Gardening provides an opportunity to enjoy outdoor activities while producing fresh fruits and vegetables for the table. Growing healthy produce offers many gardeners a sense of accomplishment as they watch their small plants mature and begin to bear fruits and vegetables. Plants require certain elements, including sunlight, water and nutrients to thrive and grow. Supply your garden plants with these necessary elements to encourage the healthy production of fruits and vegetables
Select a quality site in your landscape to grow your fruits and vegetables. Most fruit trees and plants, as well as vegetable plants require plenty of sunlight. Avoid areas with overhead trees or nearby structures that block light from reaching the soil. Choose a location that receives at least six hours of full sun. Many plants thrive in areas that allow between eight and 10 hours of light each day. Do not place your fruit or vegetable garden at the base of a hill. Low areas retain cooler temperatures. Choose an area close to a water supply. Many vegetables and fruits require supplemental watering.
Test the soil in your chosen location. A basic soil test reveals the overall health and composition of your existing soil and reveals which if any supplments are necessary. Gather the soil for your test from various areas of your selected site to obtain an overall reading. Add any recommended soil amendments to correct the health of your soil. Add some compost to increase the porosity of heavy soils and incorporate organic nutrients into sandy soils. Mix all soil additives into your existing soil with a garden shovel or rototiller. Repeat your soil test every few years to reveal possible cases of nutrient depletion in your garden soil.

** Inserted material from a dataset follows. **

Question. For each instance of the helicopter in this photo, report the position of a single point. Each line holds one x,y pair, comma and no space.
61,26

Plant fruits and vegetables in prepared soil. Transplant potted plants into your garden by digging holes large enough to contain the entire rootball of each plant. Keep the surface of the soil around the rootball level with the surrounding surface. Backfill with the removed soil and tamp it down to remove air around the roots.
Water your fruits and vegetables to maintain slight moisture at the roots. Most vegetable plants require a minimum of 1 inch of water each week. Use a small garden trowel to scrape a small hole in the garden soil. Soil that appears dry 1 to 2 inches below the surface requires additional water. Increase the amount of water during very hot and dry periods.
Fertilize your fruit and vegetable plants to encourage quality produce. Fertilizers supply your plants with adequate amounts of nutrients during the vegetable and fruit production stages. Purchase fertilizers labeled for use on your specific types of plants and apply them according to the manufacturer's instructions.